Şu dünyada tanıdığınız herkes monogam mı? Evli biriyle ilişkisi olan bir tek canlıyla tanışıklığınız yok mu? O pek hayranı olduğunuz yazar ya da işadamının sittin senedir bir ‘nikâhlı’ bir de ‘nikâhsız’ eşi olduğunu söyleyen bütün kuşlar mı yalancı?
Türkiye’nin en ünlü soyadlarından biri, diyelim. En prestijli zenginlerinden. En yakışıklı burjuvalarından, diyelim...
Eli iki sosyete/magazin dergisine değmiş herkes bilmez mi ki ilk ‘resmi’ eşinden boşandıktan sonra hayatında üç tane ‘hayat arkadaşı’ olmuştur...
Bu üç hanım daima eşit mesafede tutulmuş, kokteyller, davetler, yurtdışı gezileri, aralarında mümkün mertebe eşit paylaştırılmıştır. Elbette ki herkes birbirini tanır, bilir. Ama en ufak yüz göz durumuna teğet geçilmemiş; eş, dost, magazinci, vatandaş, bunca sene kimsenin gıkı çıkmamıştır.

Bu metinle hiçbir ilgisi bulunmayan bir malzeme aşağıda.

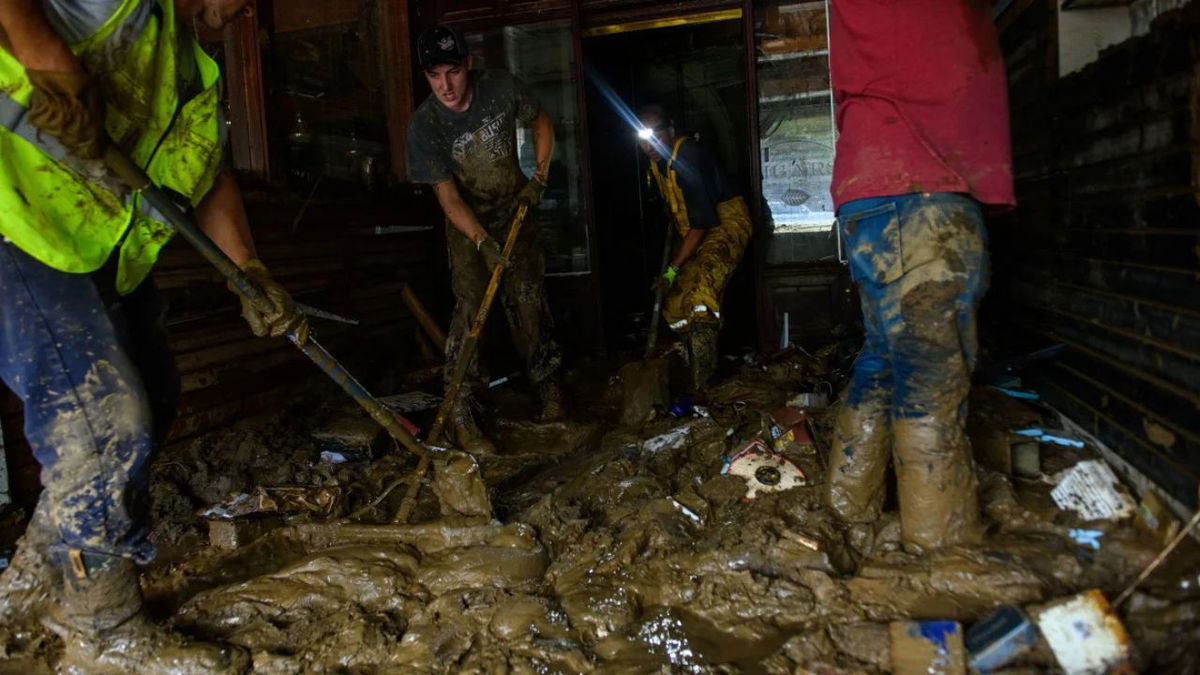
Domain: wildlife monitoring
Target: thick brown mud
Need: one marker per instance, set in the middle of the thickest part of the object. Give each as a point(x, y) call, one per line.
point(587, 545)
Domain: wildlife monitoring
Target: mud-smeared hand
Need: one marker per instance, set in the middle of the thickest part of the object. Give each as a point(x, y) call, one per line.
point(274, 315)
point(69, 107)
point(492, 252)
point(665, 281)
point(531, 195)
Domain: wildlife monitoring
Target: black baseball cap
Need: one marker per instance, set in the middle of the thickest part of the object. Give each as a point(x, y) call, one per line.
point(441, 45)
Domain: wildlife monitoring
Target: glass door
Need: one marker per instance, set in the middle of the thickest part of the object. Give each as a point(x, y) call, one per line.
point(543, 57)
point(796, 131)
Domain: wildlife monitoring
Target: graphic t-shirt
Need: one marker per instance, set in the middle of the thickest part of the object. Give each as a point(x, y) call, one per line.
point(478, 147)
point(703, 184)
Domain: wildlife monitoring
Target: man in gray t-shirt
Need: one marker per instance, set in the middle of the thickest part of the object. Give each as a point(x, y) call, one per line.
point(462, 141)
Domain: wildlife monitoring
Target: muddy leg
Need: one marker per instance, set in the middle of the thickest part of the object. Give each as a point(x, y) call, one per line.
point(862, 444)
point(523, 294)
point(934, 346)
point(468, 278)
point(31, 586)
point(108, 632)
point(87, 417)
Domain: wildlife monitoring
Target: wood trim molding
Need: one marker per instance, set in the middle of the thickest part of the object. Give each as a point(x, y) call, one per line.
point(399, 73)
point(247, 107)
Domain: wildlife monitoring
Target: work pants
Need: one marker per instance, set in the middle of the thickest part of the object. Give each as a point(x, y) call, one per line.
point(522, 293)
point(697, 291)
point(99, 388)
point(922, 268)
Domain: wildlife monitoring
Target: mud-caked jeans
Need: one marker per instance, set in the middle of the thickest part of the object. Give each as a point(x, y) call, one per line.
point(921, 264)
point(76, 353)
point(522, 293)
point(697, 293)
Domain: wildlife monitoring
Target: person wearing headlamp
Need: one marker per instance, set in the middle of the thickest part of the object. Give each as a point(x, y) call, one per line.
point(713, 223)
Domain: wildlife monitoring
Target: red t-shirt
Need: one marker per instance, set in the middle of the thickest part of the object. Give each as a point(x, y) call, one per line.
point(922, 100)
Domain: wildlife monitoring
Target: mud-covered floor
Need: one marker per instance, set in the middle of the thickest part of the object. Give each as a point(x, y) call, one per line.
point(611, 549)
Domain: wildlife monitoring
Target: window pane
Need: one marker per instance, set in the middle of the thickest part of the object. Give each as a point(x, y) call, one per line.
point(328, 99)
point(796, 131)
point(541, 55)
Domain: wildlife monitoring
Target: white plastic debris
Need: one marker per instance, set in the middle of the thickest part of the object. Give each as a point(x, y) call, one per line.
point(1091, 489)
point(763, 470)
point(1085, 634)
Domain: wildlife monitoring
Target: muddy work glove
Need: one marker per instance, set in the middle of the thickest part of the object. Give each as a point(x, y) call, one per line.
point(69, 107)
point(531, 195)
point(492, 254)
point(665, 281)
point(277, 314)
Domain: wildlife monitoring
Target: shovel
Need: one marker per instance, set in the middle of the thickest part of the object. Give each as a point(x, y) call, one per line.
point(645, 383)
point(460, 368)
point(137, 180)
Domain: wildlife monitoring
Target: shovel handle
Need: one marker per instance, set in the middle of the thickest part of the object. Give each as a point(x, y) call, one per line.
point(129, 173)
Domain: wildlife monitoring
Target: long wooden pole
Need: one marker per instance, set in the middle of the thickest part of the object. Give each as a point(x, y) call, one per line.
point(460, 369)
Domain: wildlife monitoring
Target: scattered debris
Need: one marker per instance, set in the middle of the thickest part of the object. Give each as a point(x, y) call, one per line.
point(763, 470)
point(1056, 437)
point(1092, 490)
point(1084, 633)
point(1000, 638)
point(276, 500)
point(1018, 393)
point(1090, 538)
point(927, 647)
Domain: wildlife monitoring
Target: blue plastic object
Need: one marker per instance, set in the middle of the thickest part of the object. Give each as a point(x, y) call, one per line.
point(683, 406)
point(999, 639)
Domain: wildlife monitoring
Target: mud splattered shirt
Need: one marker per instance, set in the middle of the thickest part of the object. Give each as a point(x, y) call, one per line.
point(703, 184)
point(922, 100)
point(478, 147)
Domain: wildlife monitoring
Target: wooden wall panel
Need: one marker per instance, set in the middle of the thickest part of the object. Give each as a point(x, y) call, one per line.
point(1103, 252)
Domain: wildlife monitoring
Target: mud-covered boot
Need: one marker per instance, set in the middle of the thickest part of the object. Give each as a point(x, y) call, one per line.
point(109, 632)
point(550, 394)
point(31, 586)
point(702, 347)
point(466, 432)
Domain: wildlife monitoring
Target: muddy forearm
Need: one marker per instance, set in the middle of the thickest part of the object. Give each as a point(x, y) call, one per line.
point(222, 216)
point(688, 248)
point(459, 213)
point(31, 40)
point(543, 144)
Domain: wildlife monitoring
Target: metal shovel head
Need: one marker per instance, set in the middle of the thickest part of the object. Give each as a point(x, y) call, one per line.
point(645, 386)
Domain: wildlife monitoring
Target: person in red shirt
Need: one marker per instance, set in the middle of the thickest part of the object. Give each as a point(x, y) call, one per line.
point(923, 150)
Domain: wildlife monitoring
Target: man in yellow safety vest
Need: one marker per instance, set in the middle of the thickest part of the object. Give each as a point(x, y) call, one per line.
point(81, 338)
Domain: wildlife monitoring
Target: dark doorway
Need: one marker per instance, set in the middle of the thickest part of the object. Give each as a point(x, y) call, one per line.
point(697, 72)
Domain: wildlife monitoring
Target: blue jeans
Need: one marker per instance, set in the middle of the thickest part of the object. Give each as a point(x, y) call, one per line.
point(921, 266)
point(77, 363)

Şöyle düşünmüş olabilir miyiz? Sıradan birinin ‘ruh ikizi’ oluyorsa, bunca servete, bunca şıklığa, bunca fular ve cep mendiline, onun ruh dördüzü olmuş, çok mu?!
Kadınlardan ‘ilham alan’ o büyük yazar ve sanatçıları hadi hiç katmayalım, üç eşlilik hali, gustosu tartışılmayacak bir burjuva işadamında hiç sorun değil yani. Ama tuşesi bizimkini tutmayan Anadolu kökenli işadamında tamir edilmez günah, tahammül edilmez skandal...
(...)
Diyeceğim, bunca patırtıya, aslında şartlar tam da eşit! Sadece arada kıyaslanamayacak, ölçülemeyecek, doldurulamayacak bir kültür farkı var.
Birine yakıştırıyor, sonuna kadar kredi açıyor ve hesap sormayı aklımızın ucundan bile geçirmiyoruz. Diğerinde sakil buluyor, buradan vuruyor, bahsi geçtiğinde derhal suratımızı ekşitiyoruz.